For my art class, I stepped into the design studio equipped with Macs with big screens, only to find that half of them were inaccessible due to social distancing restrictions. Every comment we made in class, rather than a public announcement, was more of a direct conversation to the professor. I often found myself waiting for the Professor to rephrase what the classmates sitting in the first row just said. When I heard a familiar word but did not know the meaning, I could no longer quietly take out my phone or laptop to look it up; when I got lost at some point, I could not go back to the recording afterwards nor text my friend and ask what the professor said.
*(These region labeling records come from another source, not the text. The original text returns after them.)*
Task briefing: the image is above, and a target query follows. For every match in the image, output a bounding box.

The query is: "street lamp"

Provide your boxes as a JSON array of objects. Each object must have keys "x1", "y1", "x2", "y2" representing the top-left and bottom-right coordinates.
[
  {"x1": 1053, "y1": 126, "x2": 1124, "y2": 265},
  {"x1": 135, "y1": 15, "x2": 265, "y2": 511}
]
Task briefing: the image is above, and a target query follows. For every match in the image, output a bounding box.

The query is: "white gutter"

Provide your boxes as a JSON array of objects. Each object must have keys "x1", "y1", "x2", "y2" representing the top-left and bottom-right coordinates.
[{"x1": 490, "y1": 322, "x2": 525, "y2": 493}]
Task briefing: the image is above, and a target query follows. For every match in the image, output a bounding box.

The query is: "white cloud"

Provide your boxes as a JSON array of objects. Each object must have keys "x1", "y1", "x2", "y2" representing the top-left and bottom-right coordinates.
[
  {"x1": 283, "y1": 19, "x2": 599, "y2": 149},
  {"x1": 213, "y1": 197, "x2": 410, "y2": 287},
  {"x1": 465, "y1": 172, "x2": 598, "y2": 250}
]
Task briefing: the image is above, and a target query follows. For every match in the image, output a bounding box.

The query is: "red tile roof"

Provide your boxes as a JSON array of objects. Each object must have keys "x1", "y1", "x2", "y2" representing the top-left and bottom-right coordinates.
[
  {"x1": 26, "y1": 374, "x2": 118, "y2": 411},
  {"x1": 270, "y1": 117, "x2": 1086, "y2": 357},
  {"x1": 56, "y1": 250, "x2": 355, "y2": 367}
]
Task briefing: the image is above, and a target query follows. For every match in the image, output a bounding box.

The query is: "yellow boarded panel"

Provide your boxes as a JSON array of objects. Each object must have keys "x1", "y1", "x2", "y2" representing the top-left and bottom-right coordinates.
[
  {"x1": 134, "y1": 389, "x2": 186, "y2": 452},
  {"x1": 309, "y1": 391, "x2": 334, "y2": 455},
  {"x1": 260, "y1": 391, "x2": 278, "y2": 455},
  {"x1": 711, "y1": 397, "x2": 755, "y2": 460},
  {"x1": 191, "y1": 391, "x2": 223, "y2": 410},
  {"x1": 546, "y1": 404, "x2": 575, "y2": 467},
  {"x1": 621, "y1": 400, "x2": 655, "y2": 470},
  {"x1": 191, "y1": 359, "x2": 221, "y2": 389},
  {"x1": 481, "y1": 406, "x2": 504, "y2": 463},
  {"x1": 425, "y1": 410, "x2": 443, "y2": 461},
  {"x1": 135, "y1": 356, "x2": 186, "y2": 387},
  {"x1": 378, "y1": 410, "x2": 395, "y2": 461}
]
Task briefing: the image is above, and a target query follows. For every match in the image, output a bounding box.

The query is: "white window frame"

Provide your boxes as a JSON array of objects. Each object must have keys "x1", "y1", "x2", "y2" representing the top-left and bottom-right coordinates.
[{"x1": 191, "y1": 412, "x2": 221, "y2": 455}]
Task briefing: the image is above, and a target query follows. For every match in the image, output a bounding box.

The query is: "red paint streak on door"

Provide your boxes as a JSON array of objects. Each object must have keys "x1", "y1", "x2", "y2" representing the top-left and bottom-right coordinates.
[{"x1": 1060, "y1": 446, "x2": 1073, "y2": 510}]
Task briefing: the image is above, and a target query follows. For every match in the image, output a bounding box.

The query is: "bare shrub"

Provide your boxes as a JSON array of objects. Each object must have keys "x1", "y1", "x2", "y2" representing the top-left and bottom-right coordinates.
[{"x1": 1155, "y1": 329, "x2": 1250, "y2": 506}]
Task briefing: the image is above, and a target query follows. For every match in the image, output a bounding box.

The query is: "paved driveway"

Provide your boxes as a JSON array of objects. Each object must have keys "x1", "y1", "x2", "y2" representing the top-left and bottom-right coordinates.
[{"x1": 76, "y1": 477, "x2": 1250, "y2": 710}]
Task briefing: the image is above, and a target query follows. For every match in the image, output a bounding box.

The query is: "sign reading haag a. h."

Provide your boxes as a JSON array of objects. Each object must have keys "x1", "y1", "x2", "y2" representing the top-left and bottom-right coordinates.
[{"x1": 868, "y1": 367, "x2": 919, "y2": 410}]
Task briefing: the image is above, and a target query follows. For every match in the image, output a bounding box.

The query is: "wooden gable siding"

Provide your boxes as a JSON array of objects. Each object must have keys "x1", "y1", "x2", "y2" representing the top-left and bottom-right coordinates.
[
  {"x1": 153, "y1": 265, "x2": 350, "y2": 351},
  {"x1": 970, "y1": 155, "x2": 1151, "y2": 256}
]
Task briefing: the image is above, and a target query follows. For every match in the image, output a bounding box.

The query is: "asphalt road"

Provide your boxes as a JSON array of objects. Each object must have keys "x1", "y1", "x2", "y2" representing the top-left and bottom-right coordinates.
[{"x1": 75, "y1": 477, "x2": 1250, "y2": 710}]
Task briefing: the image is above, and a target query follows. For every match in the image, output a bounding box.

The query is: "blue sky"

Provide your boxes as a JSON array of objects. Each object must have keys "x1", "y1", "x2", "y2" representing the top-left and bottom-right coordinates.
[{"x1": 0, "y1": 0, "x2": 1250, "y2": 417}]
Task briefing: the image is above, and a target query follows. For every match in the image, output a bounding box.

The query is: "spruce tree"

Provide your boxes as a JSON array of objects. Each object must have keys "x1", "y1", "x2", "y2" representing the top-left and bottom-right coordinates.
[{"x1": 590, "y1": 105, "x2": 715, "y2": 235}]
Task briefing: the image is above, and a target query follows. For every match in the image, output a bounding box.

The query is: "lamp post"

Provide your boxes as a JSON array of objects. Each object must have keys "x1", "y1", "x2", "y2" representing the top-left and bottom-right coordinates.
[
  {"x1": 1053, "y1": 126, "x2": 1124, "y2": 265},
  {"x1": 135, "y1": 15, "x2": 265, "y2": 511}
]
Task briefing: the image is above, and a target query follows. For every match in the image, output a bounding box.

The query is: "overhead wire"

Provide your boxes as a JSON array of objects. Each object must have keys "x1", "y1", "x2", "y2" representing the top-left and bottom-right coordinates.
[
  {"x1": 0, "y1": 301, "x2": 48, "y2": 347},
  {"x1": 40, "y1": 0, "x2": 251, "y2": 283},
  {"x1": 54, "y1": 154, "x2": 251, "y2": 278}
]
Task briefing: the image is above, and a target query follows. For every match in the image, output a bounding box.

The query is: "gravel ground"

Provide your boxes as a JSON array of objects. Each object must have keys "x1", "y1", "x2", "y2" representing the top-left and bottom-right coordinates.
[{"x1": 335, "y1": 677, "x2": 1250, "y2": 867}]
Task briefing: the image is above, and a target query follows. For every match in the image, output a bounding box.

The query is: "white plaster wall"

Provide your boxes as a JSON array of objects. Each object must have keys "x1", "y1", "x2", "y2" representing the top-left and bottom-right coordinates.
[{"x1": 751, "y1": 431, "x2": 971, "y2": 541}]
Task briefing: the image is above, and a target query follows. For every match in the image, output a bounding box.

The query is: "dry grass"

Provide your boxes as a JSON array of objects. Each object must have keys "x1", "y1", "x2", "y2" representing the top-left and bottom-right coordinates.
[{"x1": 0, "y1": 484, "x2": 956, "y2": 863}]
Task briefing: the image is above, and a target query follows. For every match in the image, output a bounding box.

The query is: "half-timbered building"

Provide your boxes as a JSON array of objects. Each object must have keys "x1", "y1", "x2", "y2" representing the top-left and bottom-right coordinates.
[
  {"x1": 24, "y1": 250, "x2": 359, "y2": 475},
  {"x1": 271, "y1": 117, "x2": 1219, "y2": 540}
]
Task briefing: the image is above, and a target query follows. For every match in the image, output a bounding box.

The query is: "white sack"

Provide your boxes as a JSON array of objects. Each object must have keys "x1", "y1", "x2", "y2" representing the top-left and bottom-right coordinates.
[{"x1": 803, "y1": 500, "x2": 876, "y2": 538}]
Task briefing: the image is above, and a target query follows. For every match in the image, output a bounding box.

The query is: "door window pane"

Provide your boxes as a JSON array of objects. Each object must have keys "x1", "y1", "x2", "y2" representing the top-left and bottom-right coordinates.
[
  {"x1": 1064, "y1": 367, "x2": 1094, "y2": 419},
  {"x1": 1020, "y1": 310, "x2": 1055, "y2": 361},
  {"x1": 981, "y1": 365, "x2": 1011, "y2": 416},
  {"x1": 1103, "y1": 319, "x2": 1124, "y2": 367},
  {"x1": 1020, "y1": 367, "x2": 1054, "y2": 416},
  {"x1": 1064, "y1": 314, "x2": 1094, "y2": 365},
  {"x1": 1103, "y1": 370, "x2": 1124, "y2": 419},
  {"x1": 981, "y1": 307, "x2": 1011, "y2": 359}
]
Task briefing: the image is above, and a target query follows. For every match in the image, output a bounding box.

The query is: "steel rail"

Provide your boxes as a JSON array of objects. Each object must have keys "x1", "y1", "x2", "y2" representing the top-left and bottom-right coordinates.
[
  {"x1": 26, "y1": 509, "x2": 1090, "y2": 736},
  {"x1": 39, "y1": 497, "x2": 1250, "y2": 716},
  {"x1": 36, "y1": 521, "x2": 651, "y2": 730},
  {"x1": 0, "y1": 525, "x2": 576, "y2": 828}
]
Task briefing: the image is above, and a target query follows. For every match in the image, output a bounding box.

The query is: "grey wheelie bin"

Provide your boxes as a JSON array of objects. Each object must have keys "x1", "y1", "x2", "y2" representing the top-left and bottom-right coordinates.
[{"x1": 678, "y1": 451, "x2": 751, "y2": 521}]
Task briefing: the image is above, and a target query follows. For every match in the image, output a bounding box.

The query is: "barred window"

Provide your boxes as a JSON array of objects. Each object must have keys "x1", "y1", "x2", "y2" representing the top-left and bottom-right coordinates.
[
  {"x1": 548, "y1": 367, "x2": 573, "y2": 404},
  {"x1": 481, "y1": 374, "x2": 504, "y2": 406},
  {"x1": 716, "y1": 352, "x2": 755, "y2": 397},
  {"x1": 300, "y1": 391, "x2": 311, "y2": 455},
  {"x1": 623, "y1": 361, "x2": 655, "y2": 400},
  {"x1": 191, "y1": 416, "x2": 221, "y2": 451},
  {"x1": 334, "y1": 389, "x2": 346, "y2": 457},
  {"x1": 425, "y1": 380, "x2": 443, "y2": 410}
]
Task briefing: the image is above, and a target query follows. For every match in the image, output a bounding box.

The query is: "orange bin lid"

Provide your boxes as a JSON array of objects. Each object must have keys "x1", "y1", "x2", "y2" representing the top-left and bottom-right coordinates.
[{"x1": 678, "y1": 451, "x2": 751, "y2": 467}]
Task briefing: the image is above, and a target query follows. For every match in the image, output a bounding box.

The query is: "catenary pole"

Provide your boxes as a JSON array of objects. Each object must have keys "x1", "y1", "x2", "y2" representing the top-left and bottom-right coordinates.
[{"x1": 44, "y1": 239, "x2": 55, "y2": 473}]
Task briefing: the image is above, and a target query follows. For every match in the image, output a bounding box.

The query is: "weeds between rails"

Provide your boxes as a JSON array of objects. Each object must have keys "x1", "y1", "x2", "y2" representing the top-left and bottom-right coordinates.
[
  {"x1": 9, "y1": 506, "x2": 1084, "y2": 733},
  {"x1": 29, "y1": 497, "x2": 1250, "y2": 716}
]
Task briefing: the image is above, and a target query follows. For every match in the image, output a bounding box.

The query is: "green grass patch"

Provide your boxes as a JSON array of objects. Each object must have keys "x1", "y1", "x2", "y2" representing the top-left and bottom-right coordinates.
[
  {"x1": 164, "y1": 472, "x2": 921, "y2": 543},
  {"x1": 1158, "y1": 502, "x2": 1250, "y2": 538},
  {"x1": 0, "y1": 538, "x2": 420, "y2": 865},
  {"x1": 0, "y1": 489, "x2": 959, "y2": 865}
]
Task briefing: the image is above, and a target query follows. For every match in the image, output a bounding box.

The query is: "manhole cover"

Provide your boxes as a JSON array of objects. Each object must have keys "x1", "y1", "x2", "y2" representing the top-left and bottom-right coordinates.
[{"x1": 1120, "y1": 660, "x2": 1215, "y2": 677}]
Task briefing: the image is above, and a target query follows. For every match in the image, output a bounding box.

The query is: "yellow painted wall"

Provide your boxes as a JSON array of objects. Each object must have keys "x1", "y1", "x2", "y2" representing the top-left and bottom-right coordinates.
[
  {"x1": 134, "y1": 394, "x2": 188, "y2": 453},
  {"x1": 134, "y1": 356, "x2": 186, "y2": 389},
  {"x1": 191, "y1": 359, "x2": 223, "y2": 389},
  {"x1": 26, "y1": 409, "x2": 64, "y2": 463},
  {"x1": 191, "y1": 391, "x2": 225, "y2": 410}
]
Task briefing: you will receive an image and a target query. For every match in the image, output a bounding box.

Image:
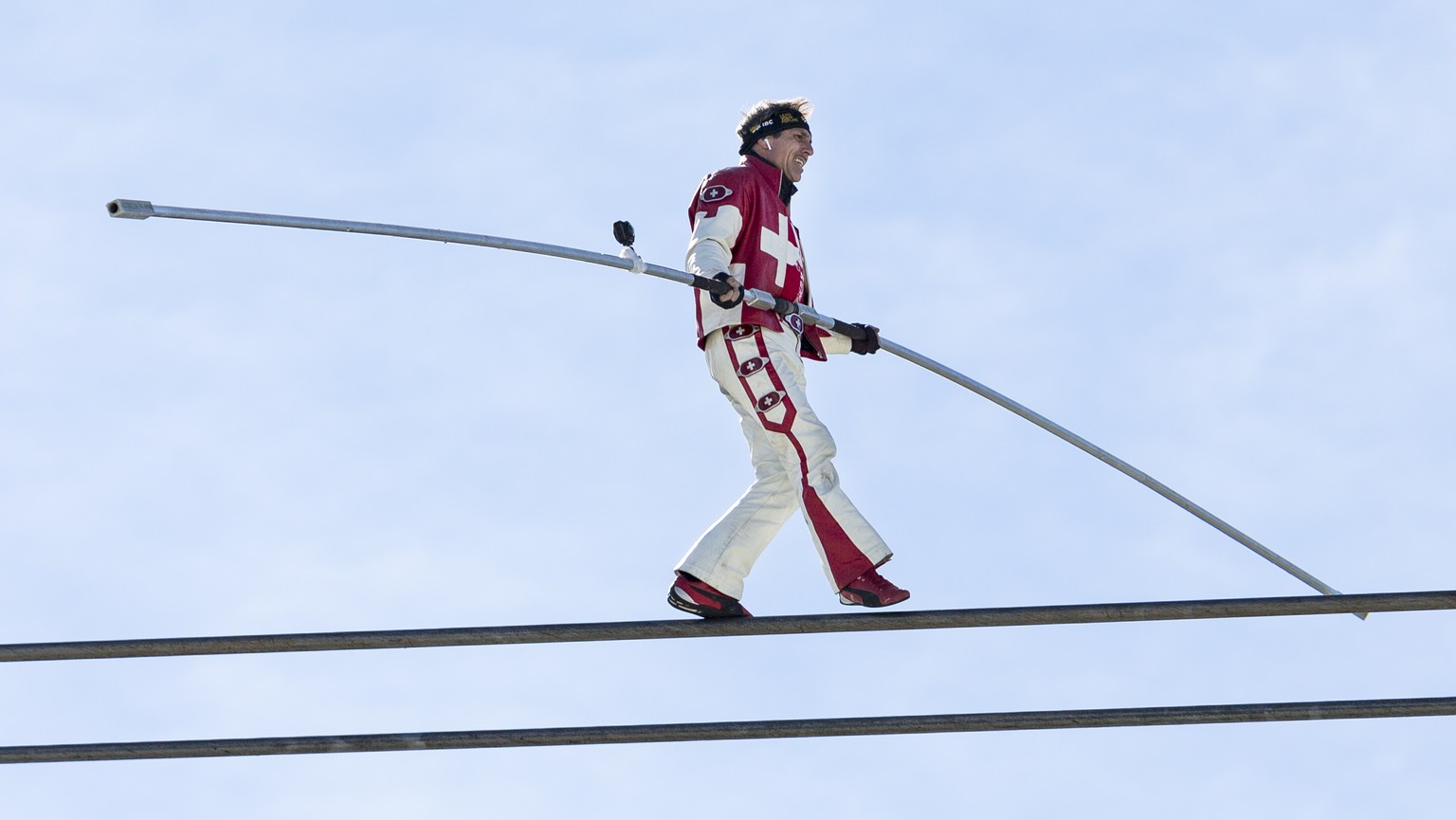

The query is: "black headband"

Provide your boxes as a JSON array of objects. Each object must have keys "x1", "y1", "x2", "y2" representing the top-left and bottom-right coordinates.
[{"x1": 738, "y1": 108, "x2": 810, "y2": 155}]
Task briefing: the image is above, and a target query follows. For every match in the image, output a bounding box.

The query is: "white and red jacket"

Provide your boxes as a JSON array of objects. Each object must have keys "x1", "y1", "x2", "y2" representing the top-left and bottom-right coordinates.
[{"x1": 685, "y1": 155, "x2": 848, "y2": 361}]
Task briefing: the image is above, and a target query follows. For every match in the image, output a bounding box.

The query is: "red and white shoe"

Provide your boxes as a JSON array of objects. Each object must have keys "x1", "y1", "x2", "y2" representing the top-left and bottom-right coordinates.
[
  {"x1": 839, "y1": 570, "x2": 910, "y2": 608},
  {"x1": 666, "y1": 573, "x2": 752, "y2": 617}
]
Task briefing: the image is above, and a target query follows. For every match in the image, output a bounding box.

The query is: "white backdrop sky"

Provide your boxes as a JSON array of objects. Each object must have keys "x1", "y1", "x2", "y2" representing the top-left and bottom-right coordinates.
[{"x1": 0, "y1": 2, "x2": 1456, "y2": 818}]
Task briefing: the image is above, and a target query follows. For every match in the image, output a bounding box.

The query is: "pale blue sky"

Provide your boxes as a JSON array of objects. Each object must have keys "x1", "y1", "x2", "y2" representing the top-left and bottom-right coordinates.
[{"x1": 0, "y1": 2, "x2": 1456, "y2": 818}]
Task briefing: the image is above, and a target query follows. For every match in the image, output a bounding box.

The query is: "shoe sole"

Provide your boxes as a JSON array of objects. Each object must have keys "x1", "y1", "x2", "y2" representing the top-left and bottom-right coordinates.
[
  {"x1": 839, "y1": 592, "x2": 910, "y2": 609},
  {"x1": 666, "y1": 587, "x2": 753, "y2": 617}
]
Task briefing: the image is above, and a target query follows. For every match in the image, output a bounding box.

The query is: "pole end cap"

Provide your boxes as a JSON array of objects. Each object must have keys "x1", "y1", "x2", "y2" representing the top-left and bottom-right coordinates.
[{"x1": 106, "y1": 199, "x2": 157, "y2": 220}]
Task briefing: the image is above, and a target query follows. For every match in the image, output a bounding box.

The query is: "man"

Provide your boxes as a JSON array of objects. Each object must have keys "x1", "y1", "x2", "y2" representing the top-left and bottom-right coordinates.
[{"x1": 666, "y1": 98, "x2": 910, "y2": 617}]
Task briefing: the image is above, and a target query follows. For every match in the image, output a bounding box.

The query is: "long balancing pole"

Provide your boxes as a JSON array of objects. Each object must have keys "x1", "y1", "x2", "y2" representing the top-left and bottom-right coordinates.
[{"x1": 106, "y1": 199, "x2": 1339, "y2": 596}]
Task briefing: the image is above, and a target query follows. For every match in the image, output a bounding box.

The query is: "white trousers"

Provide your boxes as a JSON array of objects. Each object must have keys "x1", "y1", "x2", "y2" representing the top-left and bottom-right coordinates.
[{"x1": 677, "y1": 325, "x2": 891, "y2": 598}]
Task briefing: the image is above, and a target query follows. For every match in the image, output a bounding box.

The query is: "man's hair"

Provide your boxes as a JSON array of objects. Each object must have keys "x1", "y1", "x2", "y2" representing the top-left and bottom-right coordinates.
[{"x1": 737, "y1": 96, "x2": 814, "y2": 155}]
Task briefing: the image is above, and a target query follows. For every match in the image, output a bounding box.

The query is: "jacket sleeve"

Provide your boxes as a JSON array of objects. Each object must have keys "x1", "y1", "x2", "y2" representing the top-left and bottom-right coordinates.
[{"x1": 687, "y1": 206, "x2": 742, "y2": 278}]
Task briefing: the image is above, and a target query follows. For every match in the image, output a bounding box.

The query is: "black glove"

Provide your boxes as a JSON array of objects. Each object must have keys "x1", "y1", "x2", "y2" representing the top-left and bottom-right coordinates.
[
  {"x1": 707, "y1": 271, "x2": 742, "y2": 310},
  {"x1": 848, "y1": 322, "x2": 880, "y2": 355}
]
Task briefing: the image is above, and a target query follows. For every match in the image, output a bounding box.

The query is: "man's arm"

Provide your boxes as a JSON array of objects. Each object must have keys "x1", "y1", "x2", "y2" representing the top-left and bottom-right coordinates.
[{"x1": 685, "y1": 206, "x2": 742, "y2": 304}]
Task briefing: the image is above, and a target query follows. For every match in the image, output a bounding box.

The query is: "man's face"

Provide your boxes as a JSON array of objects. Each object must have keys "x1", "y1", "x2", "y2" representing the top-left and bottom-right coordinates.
[{"x1": 758, "y1": 128, "x2": 814, "y2": 182}]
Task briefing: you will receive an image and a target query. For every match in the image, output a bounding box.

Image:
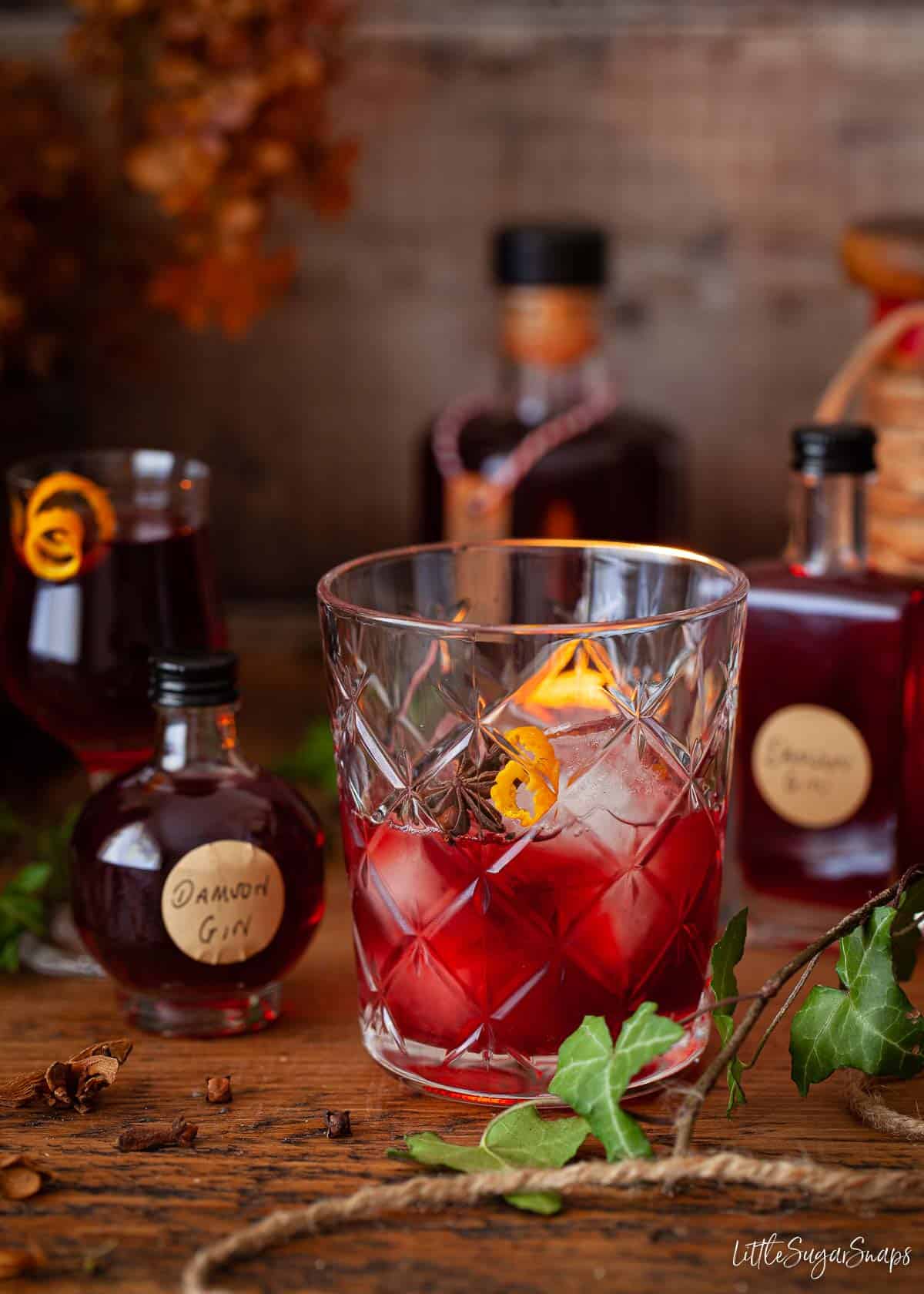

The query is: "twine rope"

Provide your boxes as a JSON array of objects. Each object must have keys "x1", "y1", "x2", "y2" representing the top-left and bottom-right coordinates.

That was when it hit me that the introverted side of me missed Zoom so much. I missed all the small talks and emojis. I remembered when I privately messaged my classmates on how great their insights were. I remembered when I subtly pressed the heart icon or the applause emoji to express my appreciation to the rest of the class. I remembered the day when classmates texted greetings like happy mid-autumn festival. It served as a casual conversation starter that led us to know each other better. But I lost all parts of these when we switched to in-person classes. I could not leave a little reaction with emoji, I could not clap my hands or shout out bravo in class. And there was no small talk. I could not just poke someone for a small chat or walk around in the middle of class.
This three feet distance extends to my experience on campus. You feel the distance when you bend down to talk to the cashier in the dining hall; you feel the distance when it hits you that you can no longer make sense of people’s speech by reading their lips. Masks seem to filter out part of our appearance, speech and emotion. When you listen to someone, looking into their mask, it is almost like looking into a void. Is that a warm, smiley face under the mask? With less facial expression revealed I get more emotionally insecure. I even got paranoid sometimes and wondered, were they judging me?
Even when we can finally take off the computer screen and gather in the same classroom, I still feel like we are dancing with shackles that we call Covid-19, that we can’t escape the three feet of physical distance between us. It is good to once in a while go back to Zoom in your own room, get some snacks and drinks, take your mask off and enjoy quality time with your classmates in a 15 inch area. To quote one of my professors, instead of social distancing we could say distanced socially. Don't let the three feet of physical distance stop you from getting closer in another dimension.